Gallego is from Galicia, a province in NW Spain. I make Caldo Gallego too--wif' collard greens. When on my pilgrimage to Santiago de Compostela, we walkd by many many many yards, modest an' grand that had collards or kale growin' in their gardens--because the soups is a very popular staple.

As fer yore mint/ Moi's mint--me too. I grow plenty of mint since Iced Tea wif' mint is a porch specialty. But mint soothes the tummy too. T'other day I met a friend at a coffee shop mid-afternoon. I asked did they have mint tea? Why no, but....they had fresh mint they put in smoothies, so how about they steep fresh mint leaves in hot water? it was perfect! Never again will I buy mint tea bags--what a dummie I'se been.

Lovely garden La Diva.

Roses said...

Oh darling. Your garden looks amazing. All your work paid off in spades!


My gardening with food did not quite happen last year. I planted stuff and what didn't die through neglect, was eaten by the slugs and snails. I'm considering my energy levels this year and trying to decide what I *would like* to do, as opposed to what I will *actually* do.

Velva said...

I loved reading about your current and past gardens. I can visualize how close to the sea your community garden is- I always felt that south Florida had really nice soil. Maybe not so close to the ocean.
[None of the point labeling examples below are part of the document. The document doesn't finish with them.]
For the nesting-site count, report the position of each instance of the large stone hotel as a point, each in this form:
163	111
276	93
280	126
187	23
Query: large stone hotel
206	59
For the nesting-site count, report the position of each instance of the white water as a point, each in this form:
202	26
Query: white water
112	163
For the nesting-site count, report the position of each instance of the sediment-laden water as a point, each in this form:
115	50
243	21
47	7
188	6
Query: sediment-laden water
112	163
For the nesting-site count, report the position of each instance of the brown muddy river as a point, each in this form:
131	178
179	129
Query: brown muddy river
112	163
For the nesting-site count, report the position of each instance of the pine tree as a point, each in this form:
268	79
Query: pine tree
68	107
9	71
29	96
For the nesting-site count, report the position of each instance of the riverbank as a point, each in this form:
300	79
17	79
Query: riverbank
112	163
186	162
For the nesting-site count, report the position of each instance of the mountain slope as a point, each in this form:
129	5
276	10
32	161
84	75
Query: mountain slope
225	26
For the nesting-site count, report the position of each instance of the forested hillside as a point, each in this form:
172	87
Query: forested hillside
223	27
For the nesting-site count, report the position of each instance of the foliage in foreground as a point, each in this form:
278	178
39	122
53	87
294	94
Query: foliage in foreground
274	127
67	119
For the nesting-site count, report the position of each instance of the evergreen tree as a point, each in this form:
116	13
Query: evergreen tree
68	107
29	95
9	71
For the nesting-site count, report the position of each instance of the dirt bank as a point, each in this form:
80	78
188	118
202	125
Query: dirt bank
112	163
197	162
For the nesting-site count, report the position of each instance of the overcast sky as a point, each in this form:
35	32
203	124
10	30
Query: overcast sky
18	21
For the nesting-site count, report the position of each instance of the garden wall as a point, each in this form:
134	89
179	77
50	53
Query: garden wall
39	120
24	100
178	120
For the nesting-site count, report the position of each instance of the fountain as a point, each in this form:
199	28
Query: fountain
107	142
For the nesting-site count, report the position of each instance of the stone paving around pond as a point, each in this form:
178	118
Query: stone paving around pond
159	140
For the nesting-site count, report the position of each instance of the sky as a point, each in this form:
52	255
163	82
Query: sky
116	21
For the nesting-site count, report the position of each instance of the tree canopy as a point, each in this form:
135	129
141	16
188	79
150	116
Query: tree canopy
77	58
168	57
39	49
I was looking at your escarole. I am growing it too and it looks completely different. I like the way yours looks. Mine is tall with thinner leaves.

Here in North Florida...We definitely have crappy soil. Lots of clay and rocks (ugh).

As always, great post.


LaDivaCucina said...

Thom, I thought you had a fabu garden last season? It's a whole lotta work!

Aunty, I am laughing over your mint tea discovery. I must admit, the same thing happened to me a number of years ago...always bought the tea and had the stuff growing in the yard! duh! I love the additional info about the gallego soup....the things you learn from people! The lady bugs came by on their own...they must like my plot! I see them there often. And you can get a Lucky Peach from McSweeneys in San Francisco, I believe that is the publisher.

Roses, "in spades!" Bwahaha! Funny girl, it sure is paying off, do you know how many rotted half bags of lettuce I toss? The garden can either be a relaxing hobby or a time consuming chore...sometimes it's both! BUt luckily I have The DJ to help me out when I can't make it. Gardening with a partner really helps out, think about getting someone keen to help you out, Roses!

Thanks for the kind comments, Velva. I have sure learned a lot, gardening in so many different climate zones! I still find it the most challenging here...and must admit, I do miss my cold weather plants like peonies and lilacs! When do we see piccies of your garden?

Thanks for stopping by and for all the kind comments, kiddos! Next post up soon! xoxo

Lazaro Cooks said...

Look at you with the green thumb. Good job.

I do no gardening. My brother does so I mooch off his stuff. Gotta have connections, right?!

LaDivaCucina said...

Thanks, Laz! It's nice to have the fresh veggies and herbs...even nicer if you can mooch them off your brother! haha! Well done!